Le jazz est un style de musique majeur du 20ème siècle né aux États-Unis de la “confrontation” entre la musique des esclaves, des européens et des créoles (personnes nés dans les anciennes colonies). Son berceau est le quartier de Storyville à la Nouvelle-Orléans, ville du sud des USA dans l’État de Louisiane sur les bords du Mississippi.

Carte indiquant en rouge la situation géographique de la Nouvelle-Orléans

Avec le temps, le jazz va migrer vers le nord des USA (Chicago puis New York principalement), traverser l’Atlantique pour atteindre l’Europe, notamment Paris, pour ensuite conquérir le monde.

Contrairement à la musique classique qui se joue en récitant des partitions, le jazz laisse énormément de place à l’improvisation et à la créativité de l’artiste. C’est un style qui utilise la syncope, c’est-à-dire qui accentue plutôt les temps faibles dans une rythmique, contrairement à la plupart des autres styles qui accentuent les temps forts.

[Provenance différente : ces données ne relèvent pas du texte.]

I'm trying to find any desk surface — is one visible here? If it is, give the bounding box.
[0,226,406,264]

Ses instruments principaux sont :

  • la contrebasse
  • la guitare basse et électrique
  • le piano
  • la batterie
  • les cuivres (saxophones, trombone, trompette, etc…)

Il existe plusieurs théories, plus ou moins crédibles, concernant l’origine du terme “jazz”. En voici quelques unes : 

  • Pour certains cela viendrait de l’expression “ça va jaser”, venant de la crainte des conséquences du bruit du jazz sur le voisinage.
  • Pour d’autres, cela viendrait du jasmin, plante très utilisée à la Nouvelle-Orléans.
  • D’autres encore disent que cela descendrait de termes africains, comme “jaja” qui veut dire danser dans une langue d’un peuple africain.

Autrement dit, on ne sait pas d’où vient le terme “jazz”, mais on sait d’où provient la musique jazz.

Plus qu’un simple style de musique, le jazz est une véritable expression d’une lutte sociale, qui a permis peu à peu à la communauté afro-américaine de s’émanciper de l’oppression des occidentaux.

Les origines du jazz 

17ème siècle : les work songs

Au 17ème siècle se déroule une des périodes les plus sombres de notre histoire. En effet, les occidentaux pratiquent le commerce triangulaire, c’est-à-dire la traite des noirs. Ils kidnappent des africains pour les envoyer en Amérique et les réduire en esclavage afin de satisfaire les besoins en coton et en sucre des européens. C’est dans ces plantations que le jazz prend sa source, car ici naissent les “Work songs”, des chants inventés par les esclaves, sur le modèle de Call & Response (successions de deux phrases musicales, la deuxième étant un commentaire ou une réponse à la première) qui accompagnent le rythme de leurs outils et les aident à se motiver, à tenir le coup.

Une fois la journée de travail terminée, les esclaves prenaient leurs instruments fabriqués avec des matériaux de récupération comme des canettes, des cordes ou du bois, ce qui donnera le blues (blue devils, qui se traduit par “idées noires”).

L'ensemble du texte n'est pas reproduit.